Mr. Liu taught Zhou Can how to handle tricky patient conversations gracefully.
Communication between doctors and patients is critical.
It comes into play throughout the entire perioperative period.
Good communication can massively boost a patient’s trust in their doctor. If it falls short, it can sow the seeds of future disputes.
“Of course, if there’s obvious tumor or risk of metastasis in the gallbladder, you have to send it—and check nearby lymph nodes and vessels for signs of disease.”
If something serious is going on, lymph nodes are the frontline defenders.
Signs like swollen nodes or lumps are telltale warning signs.

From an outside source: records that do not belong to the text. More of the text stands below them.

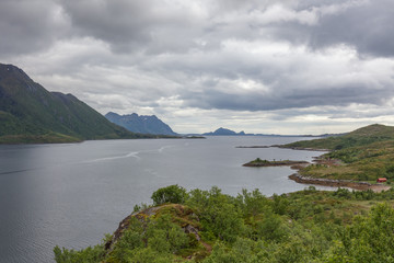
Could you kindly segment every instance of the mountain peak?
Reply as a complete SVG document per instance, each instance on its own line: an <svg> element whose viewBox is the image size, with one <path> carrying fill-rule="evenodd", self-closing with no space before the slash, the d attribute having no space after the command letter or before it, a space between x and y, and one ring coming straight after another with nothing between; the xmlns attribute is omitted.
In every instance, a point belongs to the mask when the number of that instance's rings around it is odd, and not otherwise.
<svg viewBox="0 0 394 263"><path fill-rule="evenodd" d="M118 115L116 113L105 114L105 117L126 129L139 134L171 135L176 136L169 125L163 123L155 115L138 115L137 113Z"/></svg>

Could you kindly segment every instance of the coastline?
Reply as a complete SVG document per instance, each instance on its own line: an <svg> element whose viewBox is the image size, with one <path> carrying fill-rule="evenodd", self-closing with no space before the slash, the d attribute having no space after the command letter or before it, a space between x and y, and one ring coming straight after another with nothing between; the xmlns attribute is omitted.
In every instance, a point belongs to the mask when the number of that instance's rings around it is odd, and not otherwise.
<svg viewBox="0 0 394 263"><path fill-rule="evenodd" d="M297 149L301 150L301 149ZM304 148L303 150L310 150L309 148ZM321 151L325 151L324 149L320 149ZM314 149L315 151L315 149ZM323 161L322 156L316 157L315 162L317 163L324 163L328 165L337 164L338 160L331 160L328 162ZM311 164L311 163L309 163ZM309 165L306 164L306 165ZM305 165L293 165L291 169L297 170L296 173L290 174L289 179L302 184L314 184L314 185L323 185L323 186L331 186L331 187L349 187L357 191L367 191L372 190L373 192L382 192L387 191L391 188L390 185L384 184L371 184L368 182L355 182L351 180L335 180L335 179L315 179L315 178L308 178L302 176L299 171L304 168Z"/></svg>
<svg viewBox="0 0 394 263"><path fill-rule="evenodd" d="M332 187L349 187L358 191L372 190L373 192L382 192L391 188L391 186L384 184L371 184L367 182L355 182L350 180L305 178L299 174L298 172L289 175L289 179L296 181L297 183L302 183L302 184L315 184L315 185L324 185Z"/></svg>

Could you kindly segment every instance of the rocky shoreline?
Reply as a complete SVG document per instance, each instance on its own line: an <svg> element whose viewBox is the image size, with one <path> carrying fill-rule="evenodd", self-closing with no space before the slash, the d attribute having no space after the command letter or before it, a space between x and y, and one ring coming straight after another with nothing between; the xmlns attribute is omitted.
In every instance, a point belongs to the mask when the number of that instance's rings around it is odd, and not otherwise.
<svg viewBox="0 0 394 263"><path fill-rule="evenodd" d="M302 176L300 173L293 173L289 175L290 180L296 181L297 183L302 184L315 184L324 185L332 187L349 187L359 191L372 190L373 192L387 191L391 188L389 185L384 184L371 184L368 182L355 182L350 180L334 180L334 179L314 179Z"/></svg>

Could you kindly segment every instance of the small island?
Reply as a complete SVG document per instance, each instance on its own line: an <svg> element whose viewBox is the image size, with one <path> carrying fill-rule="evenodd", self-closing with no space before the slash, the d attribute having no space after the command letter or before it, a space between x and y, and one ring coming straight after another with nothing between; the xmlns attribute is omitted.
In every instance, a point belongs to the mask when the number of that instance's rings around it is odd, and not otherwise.
<svg viewBox="0 0 394 263"><path fill-rule="evenodd" d="M309 164L308 161L291 161L291 160L280 160L280 161L268 161L268 160L262 160L259 158L250 161L247 163L244 163L243 167L285 167L285 165L305 165Z"/></svg>

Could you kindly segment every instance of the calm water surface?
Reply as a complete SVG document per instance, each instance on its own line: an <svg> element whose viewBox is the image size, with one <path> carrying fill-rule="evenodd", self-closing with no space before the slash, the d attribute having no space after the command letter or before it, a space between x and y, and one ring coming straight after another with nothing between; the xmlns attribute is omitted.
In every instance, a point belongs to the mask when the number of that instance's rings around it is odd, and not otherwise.
<svg viewBox="0 0 394 263"><path fill-rule="evenodd" d="M53 248L101 242L152 192L170 184L236 195L242 188L282 194L305 185L289 168L244 168L257 157L308 160L322 152L236 146L300 137L103 140L0 146L0 262L54 262Z"/></svg>

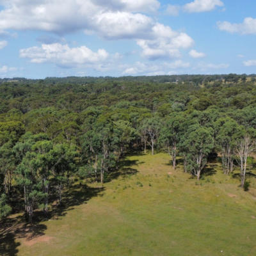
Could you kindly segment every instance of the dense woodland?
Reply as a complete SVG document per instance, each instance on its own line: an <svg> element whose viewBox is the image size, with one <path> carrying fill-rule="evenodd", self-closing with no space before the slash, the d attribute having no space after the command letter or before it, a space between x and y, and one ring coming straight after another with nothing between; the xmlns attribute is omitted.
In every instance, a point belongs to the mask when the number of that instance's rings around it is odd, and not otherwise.
<svg viewBox="0 0 256 256"><path fill-rule="evenodd" d="M4 79L0 99L0 218L47 214L50 197L61 205L74 180L104 183L132 151L166 150L197 179L218 157L248 189L254 75Z"/></svg>

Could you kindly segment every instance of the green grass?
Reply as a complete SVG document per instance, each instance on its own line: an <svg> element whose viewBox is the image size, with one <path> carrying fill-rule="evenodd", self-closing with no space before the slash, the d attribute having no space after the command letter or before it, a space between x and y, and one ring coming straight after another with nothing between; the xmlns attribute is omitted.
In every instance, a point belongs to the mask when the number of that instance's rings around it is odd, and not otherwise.
<svg viewBox="0 0 256 256"><path fill-rule="evenodd" d="M255 255L253 189L219 166L196 182L169 163L163 153L127 157L104 190L39 223L44 236L15 235L17 254L5 255Z"/></svg>

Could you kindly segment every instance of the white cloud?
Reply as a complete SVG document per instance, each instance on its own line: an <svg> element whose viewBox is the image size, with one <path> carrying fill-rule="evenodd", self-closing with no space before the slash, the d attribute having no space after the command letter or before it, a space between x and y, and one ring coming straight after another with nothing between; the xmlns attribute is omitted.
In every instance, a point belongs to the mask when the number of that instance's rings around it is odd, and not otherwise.
<svg viewBox="0 0 256 256"><path fill-rule="evenodd" d="M144 76L160 76L175 74L176 68L185 68L190 67L188 62L184 62L178 60L173 62L163 62L161 63L152 64L143 63L138 61L132 66L124 66L124 75L144 75Z"/></svg>
<svg viewBox="0 0 256 256"><path fill-rule="evenodd" d="M159 23L153 27L151 36L150 39L137 41L142 48L142 55L150 60L179 58L179 49L189 48L194 43L187 34L175 31Z"/></svg>
<svg viewBox="0 0 256 256"><path fill-rule="evenodd" d="M243 23L230 23L228 21L217 22L220 30L231 33L237 33L242 35L256 34L256 19L245 18Z"/></svg>
<svg viewBox="0 0 256 256"><path fill-rule="evenodd" d="M96 15L92 27L108 39L134 38L147 36L154 22L140 13L106 12Z"/></svg>
<svg viewBox="0 0 256 256"><path fill-rule="evenodd" d="M15 71L15 70L17 70L17 68L15 67L9 67L6 65L0 67L0 74L6 74L10 71Z"/></svg>
<svg viewBox="0 0 256 256"><path fill-rule="evenodd" d="M94 3L108 6L111 10L122 10L128 12L155 12L160 6L157 0L94 0Z"/></svg>
<svg viewBox="0 0 256 256"><path fill-rule="evenodd" d="M59 43L42 44L20 51L20 57L30 59L35 63L53 63L60 66L77 67L84 65L96 68L104 63L109 57L104 49L93 52L86 46L70 48Z"/></svg>
<svg viewBox="0 0 256 256"><path fill-rule="evenodd" d="M245 67L256 66L256 60L250 60L246 61L243 61L243 64Z"/></svg>
<svg viewBox="0 0 256 256"><path fill-rule="evenodd" d="M205 65L206 67L213 69L227 68L229 67L229 66L230 66L229 64L226 64L226 63L220 63L220 64L209 63Z"/></svg>
<svg viewBox="0 0 256 256"><path fill-rule="evenodd" d="M183 6L185 12L210 12L217 6L223 6L223 3L220 0L195 0Z"/></svg>
<svg viewBox="0 0 256 256"><path fill-rule="evenodd" d="M7 41L0 41L0 50L8 45Z"/></svg>
<svg viewBox="0 0 256 256"><path fill-rule="evenodd" d="M193 67L194 70L198 70L197 72L205 72L211 70L221 70L226 69L230 67L229 64L227 63L207 63L204 62L198 63L197 65Z"/></svg>
<svg viewBox="0 0 256 256"><path fill-rule="evenodd" d="M157 10L157 0L2 0L2 4L1 30L41 30L58 35L83 31L108 40L136 40L142 55L151 60L179 58L180 49L193 43L186 33L175 31L145 14ZM46 42L50 45L50 41ZM45 50L40 48L32 47L29 52L41 54ZM31 60L45 59L44 55Z"/></svg>
<svg viewBox="0 0 256 256"><path fill-rule="evenodd" d="M2 30L43 30L62 34L80 29L102 32L100 20L111 25L114 21L121 22L121 16L127 20L122 22L124 31L130 29L130 22L131 26L148 22L146 15L132 12L152 11L160 5L157 0L9 0L2 4Z"/></svg>
<svg viewBox="0 0 256 256"><path fill-rule="evenodd" d="M178 16L180 9L179 5L168 4L166 10L166 13L171 16Z"/></svg>
<svg viewBox="0 0 256 256"><path fill-rule="evenodd" d="M196 50L191 50L189 52L189 55L192 58L198 58L205 57L205 54L204 52L198 52Z"/></svg>

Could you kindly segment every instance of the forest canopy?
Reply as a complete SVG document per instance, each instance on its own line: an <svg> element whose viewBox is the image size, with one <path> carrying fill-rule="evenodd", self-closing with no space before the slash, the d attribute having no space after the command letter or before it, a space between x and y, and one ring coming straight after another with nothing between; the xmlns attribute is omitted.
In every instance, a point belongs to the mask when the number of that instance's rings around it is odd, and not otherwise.
<svg viewBox="0 0 256 256"><path fill-rule="evenodd" d="M131 151L166 150L198 180L218 157L246 189L255 82L232 74L0 79L0 218L24 209L32 221L40 205L47 214L51 196L61 204L76 179L104 183Z"/></svg>

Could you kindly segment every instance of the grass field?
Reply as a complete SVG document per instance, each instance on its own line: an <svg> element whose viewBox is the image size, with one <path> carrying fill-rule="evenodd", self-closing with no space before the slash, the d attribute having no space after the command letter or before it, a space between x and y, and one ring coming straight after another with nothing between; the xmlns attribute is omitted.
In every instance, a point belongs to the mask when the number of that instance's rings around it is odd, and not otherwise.
<svg viewBox="0 0 256 256"><path fill-rule="evenodd" d="M163 153L122 164L104 188L74 186L50 220L30 227L12 216L0 255L256 255L253 188L243 191L215 165L197 182Z"/></svg>

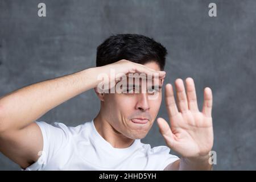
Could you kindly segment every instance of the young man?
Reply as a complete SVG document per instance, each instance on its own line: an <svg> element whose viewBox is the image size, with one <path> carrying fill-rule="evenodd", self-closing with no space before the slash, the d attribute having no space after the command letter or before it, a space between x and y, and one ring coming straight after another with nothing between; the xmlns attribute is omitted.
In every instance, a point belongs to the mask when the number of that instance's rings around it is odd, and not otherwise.
<svg viewBox="0 0 256 182"><path fill-rule="evenodd" d="M146 36L112 36L98 47L96 67L36 83L2 97L0 151L27 170L210 169L212 92L205 89L203 108L199 111L191 78L185 80L187 91L182 80L176 80L177 105L172 85L166 85L171 127L163 118L157 122L167 146L151 148L141 142L161 104L166 54L163 46ZM114 77L111 70L115 72ZM156 82L158 86L151 87L152 92L147 87L138 93L100 92L101 84L117 85L118 74L136 73L156 76L152 77L154 85ZM99 79L102 74L108 79ZM140 90L142 83L142 79ZM132 89L135 88L132 86ZM101 101L100 110L92 121L75 127L36 121L52 108L92 88ZM149 99L152 93L157 97ZM170 154L170 148L179 154L180 159Z"/></svg>

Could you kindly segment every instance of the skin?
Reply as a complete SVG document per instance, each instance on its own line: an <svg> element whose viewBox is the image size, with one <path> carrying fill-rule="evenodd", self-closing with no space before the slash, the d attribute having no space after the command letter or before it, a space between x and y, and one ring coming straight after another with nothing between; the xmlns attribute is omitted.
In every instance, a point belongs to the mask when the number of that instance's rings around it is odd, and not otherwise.
<svg viewBox="0 0 256 182"><path fill-rule="evenodd" d="M155 62L144 65L160 71ZM96 91L101 100L101 109L94 119L94 125L104 139L114 147L126 148L135 139L146 136L159 110L162 89L154 100L149 100L147 93L99 94ZM134 118L147 118L150 121L146 124L137 124L131 121Z"/></svg>
<svg viewBox="0 0 256 182"><path fill-rule="evenodd" d="M23 168L36 161L39 152L43 150L43 140L40 129L34 121L57 105L106 81L98 80L97 76L104 73L110 77L111 68L117 74L157 73L159 80L166 76L154 61L143 65L122 60L31 84L7 94L0 98L0 152ZM115 81L117 78L110 77L107 84ZM175 81L175 86L177 102L173 97L172 85L166 86L171 127L163 118L157 121L167 146L181 157L166 169L210 169L208 154L213 142L212 92L208 88L204 89L200 112L197 108L193 80L186 79L187 90L181 79ZM158 113L162 92L156 100L148 100L147 93L116 94L99 93L96 89L96 91L101 100L101 109L94 122L103 138L114 147L124 148L130 146L135 139L146 136ZM141 126L131 122L134 117L148 117L150 122Z"/></svg>

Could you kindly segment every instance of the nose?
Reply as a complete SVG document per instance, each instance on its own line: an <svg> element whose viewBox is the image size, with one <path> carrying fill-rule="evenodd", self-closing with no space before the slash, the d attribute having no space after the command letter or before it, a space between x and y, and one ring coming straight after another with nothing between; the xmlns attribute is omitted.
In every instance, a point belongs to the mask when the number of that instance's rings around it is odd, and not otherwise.
<svg viewBox="0 0 256 182"><path fill-rule="evenodd" d="M136 104L136 109L141 110L141 111L146 111L150 109L150 105L148 104L148 96L146 93L137 94L138 101Z"/></svg>

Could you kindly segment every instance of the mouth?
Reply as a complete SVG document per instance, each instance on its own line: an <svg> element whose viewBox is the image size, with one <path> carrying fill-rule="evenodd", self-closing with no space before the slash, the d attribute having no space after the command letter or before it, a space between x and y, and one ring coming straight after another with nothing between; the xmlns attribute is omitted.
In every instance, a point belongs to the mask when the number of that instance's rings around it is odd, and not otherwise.
<svg viewBox="0 0 256 182"><path fill-rule="evenodd" d="M149 122L149 120L146 118L133 118L131 121L137 124L146 124Z"/></svg>

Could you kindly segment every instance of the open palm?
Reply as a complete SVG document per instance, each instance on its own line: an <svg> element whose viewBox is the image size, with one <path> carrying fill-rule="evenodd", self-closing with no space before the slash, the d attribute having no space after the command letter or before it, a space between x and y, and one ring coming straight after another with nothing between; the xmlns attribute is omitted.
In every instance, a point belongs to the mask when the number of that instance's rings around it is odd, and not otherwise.
<svg viewBox="0 0 256 182"><path fill-rule="evenodd" d="M166 85L166 104L171 127L166 120L159 118L158 123L160 132L167 145L183 157L206 156L213 143L212 91L209 88L205 88L200 112L193 80L188 78L185 82L186 89L181 79L175 81L177 105L172 86L170 84Z"/></svg>

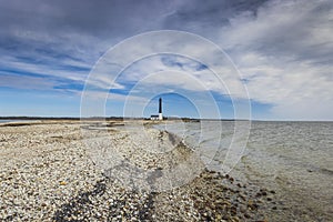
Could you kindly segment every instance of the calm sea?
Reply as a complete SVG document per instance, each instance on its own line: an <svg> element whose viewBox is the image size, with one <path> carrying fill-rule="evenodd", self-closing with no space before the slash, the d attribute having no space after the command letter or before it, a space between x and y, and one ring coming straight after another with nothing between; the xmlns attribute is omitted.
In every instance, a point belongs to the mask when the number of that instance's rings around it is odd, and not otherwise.
<svg viewBox="0 0 333 222"><path fill-rule="evenodd" d="M243 130L235 124L244 124ZM204 121L167 123L159 129L182 137L208 168L232 169L229 173L241 181L275 190L290 209L289 216L333 219L333 122L253 121L248 131L249 125Z"/></svg>

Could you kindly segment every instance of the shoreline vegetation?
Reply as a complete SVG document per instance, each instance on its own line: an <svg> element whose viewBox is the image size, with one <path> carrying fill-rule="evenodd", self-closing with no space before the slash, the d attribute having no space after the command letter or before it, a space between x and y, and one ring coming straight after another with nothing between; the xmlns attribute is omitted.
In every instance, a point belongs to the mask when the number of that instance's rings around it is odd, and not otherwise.
<svg viewBox="0 0 333 222"><path fill-rule="evenodd" d="M131 122L134 127L137 123ZM275 200L275 191L239 181L229 174L209 171L200 159L193 155L193 151L175 135L153 129L150 124L145 128L153 143L165 144L162 145L163 149L168 149L171 144L170 150L152 152L147 149L147 144L141 144L147 142L145 138L141 137L141 131L134 128L129 132L123 129L121 122L114 120L108 121L107 125L100 125L99 122L78 122L72 119L61 121L43 119L38 123L27 122L22 125L2 123L0 219L3 221L286 219L283 215L272 218L283 210ZM88 133L82 135L82 130ZM134 139L129 139L132 135ZM122 160L142 169L143 178L144 173L148 173L140 189L130 188L125 180L132 179L129 176L131 173L140 174L141 171L134 172L132 167L129 168L123 163L110 169L98 163L101 159L99 157L108 157L108 153L99 153L105 149L103 147L105 137L112 141L111 147L114 150L111 150L111 153L117 151ZM94 154L101 155L95 159ZM184 162L186 164L183 164ZM117 167L121 167L121 170ZM174 174L172 170L178 167L181 170L179 174ZM194 176L183 184L175 183L171 189L151 189L152 184L163 186L170 178L178 181L186 175L189 171L184 172L182 169L190 170Z"/></svg>

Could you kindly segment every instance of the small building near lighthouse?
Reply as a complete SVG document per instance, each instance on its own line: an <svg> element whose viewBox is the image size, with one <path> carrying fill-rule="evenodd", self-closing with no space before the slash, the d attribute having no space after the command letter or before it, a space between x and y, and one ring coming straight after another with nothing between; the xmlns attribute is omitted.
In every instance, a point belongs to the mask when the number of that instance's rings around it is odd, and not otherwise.
<svg viewBox="0 0 333 222"><path fill-rule="evenodd" d="M159 99L159 114L152 114L150 115L151 120L163 120L163 113L162 113L162 98Z"/></svg>

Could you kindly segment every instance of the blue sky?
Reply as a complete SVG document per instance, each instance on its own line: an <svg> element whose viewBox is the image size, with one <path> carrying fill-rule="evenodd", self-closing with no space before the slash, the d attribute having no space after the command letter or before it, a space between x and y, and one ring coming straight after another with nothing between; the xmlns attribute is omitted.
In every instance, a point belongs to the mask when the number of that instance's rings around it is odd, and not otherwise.
<svg viewBox="0 0 333 222"><path fill-rule="evenodd" d="M0 115L80 117L85 89L113 117L153 114L162 97L172 117L333 120L332 14L330 0L0 0ZM132 61L110 82L110 49L159 30L228 56L180 38L172 49L185 54ZM171 38L147 37L118 61Z"/></svg>

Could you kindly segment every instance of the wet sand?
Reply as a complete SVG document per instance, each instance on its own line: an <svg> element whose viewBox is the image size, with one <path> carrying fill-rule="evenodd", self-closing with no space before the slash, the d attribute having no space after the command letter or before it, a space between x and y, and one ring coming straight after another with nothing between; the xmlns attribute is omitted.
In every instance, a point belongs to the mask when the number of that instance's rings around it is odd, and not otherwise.
<svg viewBox="0 0 333 222"><path fill-rule="evenodd" d="M275 191L209 171L138 121L0 125L0 220L271 221ZM141 130L140 130L141 129Z"/></svg>

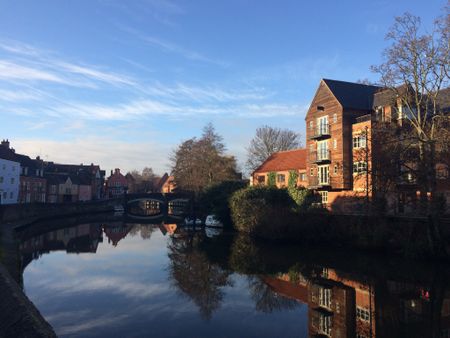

Once surgery wraps up, the rest is up to the recovery room and ICU staff.
He Hansheng glanced up at the clock on the wall and hesitated for a few seconds before speaking in a troubled tone. “Director Liu, our group had nine surgeries scheduled today and we’ve done the two toughest ones. That leaves seven minor Level 1 and 2 surgeries. Normally, splitting the load with Song Ze, we could finish by eight or nine at night. But now there’s only me…it’s rough.”
Not everyone could match Zhou Can’s speed in the OR.
In reality, most surgeons work slower.
They’d rather take it slow than risk a mistake.
With Song Ze out, all the second-level operations fell squarely on He Hansheng. Wan Sanlao, a resident, could handle some of the first-level ones, but not many.
No wonder He Hansheng was stressing out.
He’d probably be working overtime till midnight and still might not finish.
Doctors aren’t made of steel.
Every operation demands full focus and physical stamina. If you’re worn out, there’s no way you can do right by the patient.
“You’ve got limits, both in skill and energy. There’s no way you can cover all those surgeries. Go ahead and push some off until tomorrow. Hang in for now, and in a few days, we can hand off more incoming surgical patients to other groups when we do clinics.”
After thinking it over, Mr. Liu gave his answer, sounding a little bitter.
Referring patients to another team always feels like admitting failure.
If Mr. Liu weren’t completely out of options, he’d never make that call.
He Hansheng was an Attending Physician and a real workhorse. Every minute of his day was already booked.
The next couple days would have him running himself ragged.
Getting help from other teams was one of the few decent ways to handle the overflow.
But it did sting his pride. His team would lose face.
Three doctors had defected already, which was a disgrace.
Now, begging other groups to take their surplus surgeries would only fuel the gossip.
Day one, and they’d already lost the competition.
That was the hard truth.
“Director Liu, Dr. He, I have a bold request—if you agree, maybe we can keep up with our surgery quota and not scale back at all.”
At the crucial moment, Zhou Can stepped forward.
If he could help this small group win the competition, when new subspecialties were created, they could recruit the best doctors.
The key was to get through this rough patch and fight for victory.
They didn’t need to be number one in every field.
With general surgery splitting into multiple sub-departments, there’d be at least eight or nine new divisions. Win in any area, and you could be chosen as team leader.
“Let’s hear it!”
All eyes were on Zhou Can—Mr. Liu, He Hansheng, even Resident Wan Sanlao and the trainees and interns were hoping for a shot at redemption.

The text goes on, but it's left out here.